Par définition, il s'agit d'un mandat en cours. Dans le cas précédent, il ne s'agissait que de quelques mois et l'intérêt général était patent, ce qui n'est pas le cas aujourd'hui avec cette réduction de seize mois !

Deuxième considération, les modalités retenues par le projet de loi ne sont pas, manifestement, appropriées à l'objectif fixé, et l'intérêt général peut difficilement être mis en avant.

Nous savons bien que le Conseil constitutionnel a l'habitude de considérer qu'il ne lui appartient pas de juger des voies pour atteindre l'objectif fixé, même si elles ne sont pas optimales - ce qui est le cas aujourd'hui -, dès lors qu'elles ne sont pas inappropriées par rapport à l'objectif. Or, en l'espèce, elles nous semblent inappropriées.

Troisième considération, une abréviation du mandat dans les conditions prévues par cet article peut être perçue comme affectant les conditions d'exercice de la libre administration des collectivités territoriales. Elle remet donc en cause un principe constitutionnel.

Quatrième considération, la proximité des élections de l'assemblée de la Polynésie française et des élections municipales risque de porter atteinte à l'objectivité et à la sincérité des consultations.

Les élections à l'assemblée de la Polynésie française risquent en effet d'interférer sur le vote aux élections municipales, portant ainsi atteinte aux principes constitutionnels d'objectivité et de sincérité qui doivent présider à toute consultation.

La succession de ces deux élections ne peut engendrer que la confusion dans l'esprit des électeurs.

Cinquième considération, une telle précipitation ne permettra pas aux électeurs d'être correctement informés des nouvelles règles électorales. Ils ne pourront pas être précisément avertis des conséquences de leur choix.

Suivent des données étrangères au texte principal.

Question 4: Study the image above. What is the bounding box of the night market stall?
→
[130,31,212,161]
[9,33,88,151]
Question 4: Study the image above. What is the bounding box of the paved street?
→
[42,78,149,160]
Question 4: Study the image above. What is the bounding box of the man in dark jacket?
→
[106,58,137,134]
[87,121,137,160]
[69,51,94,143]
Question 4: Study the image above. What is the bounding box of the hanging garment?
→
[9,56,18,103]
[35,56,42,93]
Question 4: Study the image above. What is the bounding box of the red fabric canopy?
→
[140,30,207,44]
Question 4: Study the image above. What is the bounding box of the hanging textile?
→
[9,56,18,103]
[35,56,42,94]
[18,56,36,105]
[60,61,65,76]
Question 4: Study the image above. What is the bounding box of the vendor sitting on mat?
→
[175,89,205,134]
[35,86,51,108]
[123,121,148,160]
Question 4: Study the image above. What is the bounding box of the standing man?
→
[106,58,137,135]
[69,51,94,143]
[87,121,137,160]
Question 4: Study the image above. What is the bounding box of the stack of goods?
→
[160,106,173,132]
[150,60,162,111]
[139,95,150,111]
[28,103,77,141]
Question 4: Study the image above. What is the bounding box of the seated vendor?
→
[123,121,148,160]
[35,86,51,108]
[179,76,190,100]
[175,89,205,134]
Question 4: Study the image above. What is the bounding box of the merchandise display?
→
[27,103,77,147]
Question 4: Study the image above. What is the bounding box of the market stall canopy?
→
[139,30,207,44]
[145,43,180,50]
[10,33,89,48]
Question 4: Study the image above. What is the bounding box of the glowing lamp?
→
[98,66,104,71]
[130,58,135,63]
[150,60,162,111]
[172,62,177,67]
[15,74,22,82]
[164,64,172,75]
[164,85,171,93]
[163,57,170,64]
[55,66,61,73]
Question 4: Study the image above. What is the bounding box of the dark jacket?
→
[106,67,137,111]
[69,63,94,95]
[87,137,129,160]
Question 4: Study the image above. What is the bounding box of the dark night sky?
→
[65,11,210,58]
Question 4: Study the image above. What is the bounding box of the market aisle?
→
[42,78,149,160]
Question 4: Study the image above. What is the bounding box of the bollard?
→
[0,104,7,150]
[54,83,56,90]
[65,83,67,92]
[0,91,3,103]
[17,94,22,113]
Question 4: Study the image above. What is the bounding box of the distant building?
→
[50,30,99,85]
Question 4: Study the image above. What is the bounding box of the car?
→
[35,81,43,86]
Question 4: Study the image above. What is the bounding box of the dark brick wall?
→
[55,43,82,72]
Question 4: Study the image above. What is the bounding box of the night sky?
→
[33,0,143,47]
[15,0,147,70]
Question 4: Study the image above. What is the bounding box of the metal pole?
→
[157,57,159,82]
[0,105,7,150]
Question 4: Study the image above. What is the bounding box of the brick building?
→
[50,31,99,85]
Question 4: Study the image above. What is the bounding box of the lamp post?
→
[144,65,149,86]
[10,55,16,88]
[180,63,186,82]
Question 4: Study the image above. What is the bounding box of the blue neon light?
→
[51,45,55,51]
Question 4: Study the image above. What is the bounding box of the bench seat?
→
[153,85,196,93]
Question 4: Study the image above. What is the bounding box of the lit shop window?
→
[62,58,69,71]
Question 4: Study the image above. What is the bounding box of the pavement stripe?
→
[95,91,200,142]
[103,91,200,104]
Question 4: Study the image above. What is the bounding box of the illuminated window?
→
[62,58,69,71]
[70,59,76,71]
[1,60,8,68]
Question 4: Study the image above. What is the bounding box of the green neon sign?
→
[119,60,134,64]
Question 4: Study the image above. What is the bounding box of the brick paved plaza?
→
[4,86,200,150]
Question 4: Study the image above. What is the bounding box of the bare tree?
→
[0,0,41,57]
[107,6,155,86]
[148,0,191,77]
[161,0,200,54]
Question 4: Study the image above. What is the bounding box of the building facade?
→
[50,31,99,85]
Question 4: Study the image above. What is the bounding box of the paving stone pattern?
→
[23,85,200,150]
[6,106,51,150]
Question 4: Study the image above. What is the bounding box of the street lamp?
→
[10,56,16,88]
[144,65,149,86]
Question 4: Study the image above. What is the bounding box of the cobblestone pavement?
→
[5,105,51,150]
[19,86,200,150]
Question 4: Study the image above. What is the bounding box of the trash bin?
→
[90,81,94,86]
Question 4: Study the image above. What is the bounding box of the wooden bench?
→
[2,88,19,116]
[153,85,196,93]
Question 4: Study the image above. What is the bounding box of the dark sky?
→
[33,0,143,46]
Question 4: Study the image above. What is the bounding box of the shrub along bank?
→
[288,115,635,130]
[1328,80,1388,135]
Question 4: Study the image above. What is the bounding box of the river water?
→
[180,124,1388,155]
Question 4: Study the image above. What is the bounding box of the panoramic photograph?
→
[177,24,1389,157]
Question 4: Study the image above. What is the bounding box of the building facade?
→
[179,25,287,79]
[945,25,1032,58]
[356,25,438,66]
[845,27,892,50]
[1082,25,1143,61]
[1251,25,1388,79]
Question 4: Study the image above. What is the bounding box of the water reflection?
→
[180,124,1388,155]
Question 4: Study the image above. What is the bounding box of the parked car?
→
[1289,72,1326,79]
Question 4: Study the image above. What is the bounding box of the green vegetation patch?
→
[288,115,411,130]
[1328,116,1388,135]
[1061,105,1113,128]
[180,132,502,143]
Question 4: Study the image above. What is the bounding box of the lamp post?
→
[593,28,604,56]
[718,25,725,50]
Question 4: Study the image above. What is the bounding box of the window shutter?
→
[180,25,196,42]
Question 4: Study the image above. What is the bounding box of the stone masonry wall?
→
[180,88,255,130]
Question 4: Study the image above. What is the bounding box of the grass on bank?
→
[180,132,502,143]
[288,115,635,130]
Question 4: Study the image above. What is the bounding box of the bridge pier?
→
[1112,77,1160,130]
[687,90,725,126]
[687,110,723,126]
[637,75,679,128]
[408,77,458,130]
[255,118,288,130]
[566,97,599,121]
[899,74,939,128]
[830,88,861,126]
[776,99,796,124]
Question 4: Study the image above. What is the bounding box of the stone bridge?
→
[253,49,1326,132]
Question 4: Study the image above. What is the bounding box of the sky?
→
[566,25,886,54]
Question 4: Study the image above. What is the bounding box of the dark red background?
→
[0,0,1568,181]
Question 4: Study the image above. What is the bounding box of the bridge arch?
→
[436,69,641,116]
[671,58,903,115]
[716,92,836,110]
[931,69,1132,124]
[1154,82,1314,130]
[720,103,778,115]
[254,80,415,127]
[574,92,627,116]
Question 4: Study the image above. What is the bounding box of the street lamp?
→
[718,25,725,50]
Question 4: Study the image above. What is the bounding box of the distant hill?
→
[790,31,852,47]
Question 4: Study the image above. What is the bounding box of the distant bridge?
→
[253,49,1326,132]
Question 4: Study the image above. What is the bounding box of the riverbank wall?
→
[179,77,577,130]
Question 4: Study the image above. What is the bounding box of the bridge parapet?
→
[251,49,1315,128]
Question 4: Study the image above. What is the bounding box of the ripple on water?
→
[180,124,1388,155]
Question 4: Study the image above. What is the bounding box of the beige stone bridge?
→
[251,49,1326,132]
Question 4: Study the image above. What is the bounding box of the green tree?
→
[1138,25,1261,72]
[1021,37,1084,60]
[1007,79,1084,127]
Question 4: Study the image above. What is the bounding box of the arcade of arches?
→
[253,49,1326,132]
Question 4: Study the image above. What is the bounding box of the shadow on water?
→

Moins de deux mois s'écouleront entre l'adoption de ces textes et les élections anticipées.

En 1996, le législateur avait prorogé le mandat des membres de l'assemblée territoriale de la Polynésie française de deux mois afin d'éviter que la concomitance entre ce renouvellement et l'examen au Parlement de la réforme du statut de ce territoire ne soit nuisible, et afin de permettre aux électeurs d'être précisément informés.

Sixième considération, l'organisation d'élections anticipées en janvier ne peut être aujourd'hui considérée comme strictement nécessaire.

En effet, la Polynésie française n'est en pas en état de rébellion ; les citoyens polynésiens ne signent pas de pétitions comme entre 2004 et 2005 ; le président de l'Assemblée nationale ne demande pas au Gouvernement de dissoudre, comme Jean-Louis Debré le fit à cette époque, et il y a un président élu, même s'il dispose d'une majorité fragile, comme toutes les majorités, d'ailleurs !

Le moins que l'on puisse dire, c'est donc que l'organisation d'élections anticipées en janvier prochain n'est pas strictement nécessaire.

Enfin, septième considération, rien ne justifie, ni dans l'exposé des motifs du projet de loi ni dans la situation que connaît actuellement la Polynésie française, cette demande d'abréviation du mandat des élus de l'assemblée de la Polynésie française et le choix de la date pour ce renouvellement anticipé.

De plus, le mode de scrutin proposé va à l'encontre de l'objectif de stabilité fixé par le projet de loi.

Monsieur le président, cette prise de parole vaut défense de l'amendement n° 59.